At the same time, deep learning is effective at identifying complex data
features, has relatively high accuracies, and promotes development of
data-driven models. Due to its great advantage in solving complex
problems, this approach has been widely used in many fields recently,
such as image recognition (Chen et al., 2016; Postadjian et al., 2018),
speech recognition (Graves et al., 2013), and human behaviors (Vu et
al., 2015). Its application in system simulation has significantly
improved forecasting efficiencies, beyond shallow learning methods
drastically. In this sense, deep learning provides an advanced tool for
hydrological forecasting (LeCun et al., 2015).
Comparisons of deep learning and physical models in hydrologic modeling
showed the former has better performances (Tian et al., 2018). However,
few comprehensive study of deep learning methods for hydrological
modeling was reported in literature (Shen et al., 2018), especially
those regarding watersheds in China. Existing related studies focused on
runoff series, so linking hydrology with other variables (e.g.,
meteorology) deserves more attempts (Bai et al., 2016; Cheng et al.,
2016). Furthermore, hydrological application of deep learning has often
been probed just in a single basin (Hu et al., 2018), lacking of
effective comparisons for a variety of scenarios. Generally, one study
applying deep learning into hydrological prediction under climate change
over multiple typical basins in China has not been explored.

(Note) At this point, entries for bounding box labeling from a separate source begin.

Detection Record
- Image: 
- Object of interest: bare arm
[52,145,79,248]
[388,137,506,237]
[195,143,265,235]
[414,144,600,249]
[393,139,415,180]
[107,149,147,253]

Thus, this study aims to explore the potential advantages of deep
learning methods in hydrological prediction and to reveal the response
of hydrological systems over three typical basins in China under climate
change conditions. These explorations will provide scientific support
for flood control and reduction, and water resources planning and
management under climate change conditions. In this article, Section 2
introduces the data and methods in the study, including climate models,
hydrological models, and simulation methods. Section 3 describes the
research area. Section 4 presents the simulation and projection results,
mainly including climate simulation, hydrological simulation, climate
projection, and hydrological forecast. Section 5 concludes the
contributions, findings and limitations of this study.